Some other major blogs have reported their revenues as well:
law blog (#27): 247,68 €
iPhoneBlog.de (#232): 202,10 €
Blogwerk (publisher of several blogs): 201,17 €
I myself made 7,42 € in revenues from Flattr this month through six articles on i like patterns. A post reporting revenues and reactions of German bloggers like this one got most clicks (16) – probably because it was used by Flattr as credentials. But these 16 clicks only meant 2,76 € in revenues – while two clicks for my article on the campaign against the 2011 census already earned me 2,36 €. All in all, I made 0,26 € per flattr – an average reported by others as well.
From the first full month of Flattr experience we can already draw some trends. Of course, one important question is whether Flattr continues to expand. While Carta sees the service’s grow already in a decline, I would draw a more cautious and complex conclusion by looking at the revenues reported by two of the biggest earners, netzpolitik.org and taz. Netzpolitik is read mostly by an extremely ‘Net-savvy audience, while taz.de, online version of a leftist newspaper, probably has a less specialized readership.
Netzpolitik.org reports about 577 € for June, compared to 39 € on the last two days of May, i.e. revenues stayed at about 20 Euros per day. Taz.de on the other hand made nearly 1000 € in June, whereas they had reported only 143,55 € for the previous month’s twelve final days, i.e. taz.de about tripled their revenues in June. I would argue that what we see is Flattr growing not at the core (‘Net-savvy early adopters), but on the edges (less avant-garde readership). That’s not to say that we already see a mainstreamization of Flattr, but a diversification among its users.

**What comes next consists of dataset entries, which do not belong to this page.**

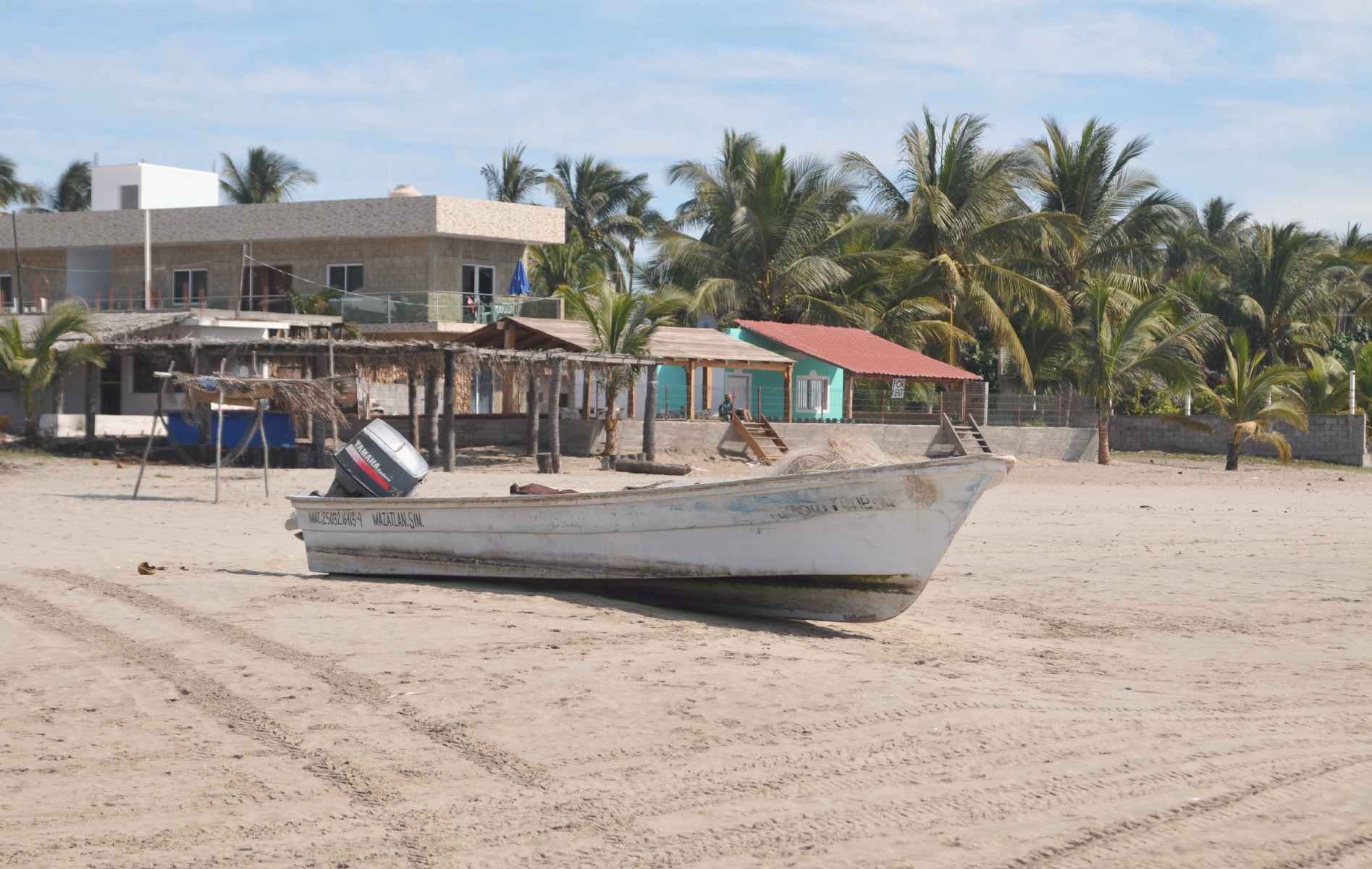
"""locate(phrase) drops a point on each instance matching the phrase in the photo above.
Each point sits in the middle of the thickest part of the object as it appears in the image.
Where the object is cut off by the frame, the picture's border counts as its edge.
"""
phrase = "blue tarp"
(519, 282)
(279, 429)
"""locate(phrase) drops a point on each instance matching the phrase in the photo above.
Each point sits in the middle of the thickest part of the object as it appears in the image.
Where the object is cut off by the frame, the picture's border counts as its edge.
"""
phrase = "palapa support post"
(412, 389)
(449, 401)
(153, 430)
(431, 409)
(555, 416)
(651, 415)
(849, 395)
(219, 435)
(533, 413)
(691, 390)
(586, 393)
(266, 450)
(92, 398)
(785, 398)
(317, 430)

The other big issue is whether Flattr revenues are just. Or, to use a less moralizing phrasing: Which articles (and which topics) get flattred? The quotes above already give some answers to this question: Readers flattr opinionated commentary rather than well-researched articles. Posts dealing with flattr get a lot of reward, but this trend seems to decline. Hot topics, especially those popular with the ‘Net-savvy media avant-garde, are leading the charts.
The statistics of the articles I wrote for Spreeblick only partially mirror this image:
49 – Activists plan constitutional complaint against 2011 census (31.05.)
20 – Governors sign media protection of minors treaty (11.06.)
14 – Campaign against 2011 census launched (10.06.)
12 – On the App Store or not on the App Store, that’s the question (09.06.)
11 – An alternative to Facebook (18.05.)
9 – The digital future of Europe (19.05.)
9 – EFF design basic rights for users of Facebook and co. (20.05.)
9 – Does Burma work on nuclear weapons? (04.06.)
8 – Those writing about environmental protection live in danger (24.06.)
7 – Gallo report: A victorious battle for copyright dogmatism (02.06.)
7 – Video interview with Eleanor Saitta: Before the surveillance camera, some people are more equal (08.06.)
Another five articles got flattred six or less times, but none of the posts I wrote for Spreeblick since the introduction of Flattr did not receive any reward.
My most-flattred article deals with the upcoming 2011 census (here’s an updated English version). It required relatively much research, but was kind of scoop – I was the first to report on the planned constitutional complaint. On spots #2 and #3 follow news articles on current political affairs, two opinion pieces on Apple’s App Store and Facebook rank 4th and 5th. There is no clear pattern visible in this ranking (which is not based on sufficient data of course).
My own articles aside, opinion pieces seem to fare well with Flattr users. Many seem to use the button as kind of a way of saying thank you to authors who expressed what they were already thinking. I, personally, try to reward writers for articles which offer me an unusual perspective, new insights – or an enjoyable phrasing. How do you use the Flattr button?